I obviously haven’t covered the (numerous!) outstanding female acting talent of this show, nor have I delved further into the depths of each character and their relationships with each other. That’s not the point. The point is that a big undercurrent of today’s society is the manosphere and the also-rans of men. We have our current President in large part to the reactionary sentiment of men. Joe Rogan, UFC, and Jordan Peterson are some of the largest voices that have sway over what a man is and should be. And here on the side of the current grotesque is this show about therapy and emotions. It’s excellent writing, yes, quite punchy.
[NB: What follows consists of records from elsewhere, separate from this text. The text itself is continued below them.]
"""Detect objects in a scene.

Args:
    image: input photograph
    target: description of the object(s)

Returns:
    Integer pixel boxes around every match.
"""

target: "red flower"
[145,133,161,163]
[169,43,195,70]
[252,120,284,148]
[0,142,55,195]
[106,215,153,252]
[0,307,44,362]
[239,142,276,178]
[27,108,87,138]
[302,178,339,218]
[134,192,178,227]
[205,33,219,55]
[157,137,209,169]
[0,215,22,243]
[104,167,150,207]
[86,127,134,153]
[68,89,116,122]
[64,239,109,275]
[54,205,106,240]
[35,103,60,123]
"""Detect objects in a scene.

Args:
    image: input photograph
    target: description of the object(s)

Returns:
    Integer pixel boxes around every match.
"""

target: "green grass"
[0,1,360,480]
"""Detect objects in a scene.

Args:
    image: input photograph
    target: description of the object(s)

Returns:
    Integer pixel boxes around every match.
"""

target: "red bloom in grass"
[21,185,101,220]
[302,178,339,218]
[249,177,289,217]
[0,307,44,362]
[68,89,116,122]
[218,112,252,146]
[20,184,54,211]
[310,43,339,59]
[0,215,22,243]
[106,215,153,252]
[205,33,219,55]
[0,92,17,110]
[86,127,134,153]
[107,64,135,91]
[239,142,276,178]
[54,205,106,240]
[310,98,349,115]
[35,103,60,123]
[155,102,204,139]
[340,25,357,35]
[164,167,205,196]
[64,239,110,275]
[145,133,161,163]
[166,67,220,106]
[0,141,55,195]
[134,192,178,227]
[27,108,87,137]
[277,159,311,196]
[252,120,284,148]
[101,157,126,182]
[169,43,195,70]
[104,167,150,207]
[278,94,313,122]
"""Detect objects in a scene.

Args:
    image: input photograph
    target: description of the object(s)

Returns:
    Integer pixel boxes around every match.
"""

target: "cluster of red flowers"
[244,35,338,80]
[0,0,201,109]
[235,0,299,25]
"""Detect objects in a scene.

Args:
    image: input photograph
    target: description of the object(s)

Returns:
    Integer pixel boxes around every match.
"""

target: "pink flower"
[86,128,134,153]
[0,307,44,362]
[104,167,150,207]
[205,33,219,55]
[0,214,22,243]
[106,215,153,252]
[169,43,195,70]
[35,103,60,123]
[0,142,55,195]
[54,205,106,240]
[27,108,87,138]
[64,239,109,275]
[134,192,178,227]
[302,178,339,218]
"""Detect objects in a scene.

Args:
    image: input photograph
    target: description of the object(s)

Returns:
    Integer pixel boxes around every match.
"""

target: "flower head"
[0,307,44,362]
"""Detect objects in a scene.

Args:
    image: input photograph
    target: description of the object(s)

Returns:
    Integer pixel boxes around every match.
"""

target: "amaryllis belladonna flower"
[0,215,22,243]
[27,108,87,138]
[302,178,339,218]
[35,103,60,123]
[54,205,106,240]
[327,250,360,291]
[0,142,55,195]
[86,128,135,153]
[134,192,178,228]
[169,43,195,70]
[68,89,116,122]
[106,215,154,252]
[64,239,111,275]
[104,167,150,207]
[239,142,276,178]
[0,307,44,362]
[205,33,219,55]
But it’s good storytelling of comedy and sad sentiment in the right balance to simulate day-to-day life, much more so than violence, life-and-death stakes, and ‘splody things. They are good depictions of men because, if men merely parroted the depictions, they’d still enact more positive-sum relationships than what is reality. Go catch two or three episodes. If you haven’t continued beyond that, no big loss. But if you continue on with the show, take note of the men. They aren’t angels, but they sure as hell aren’t demons.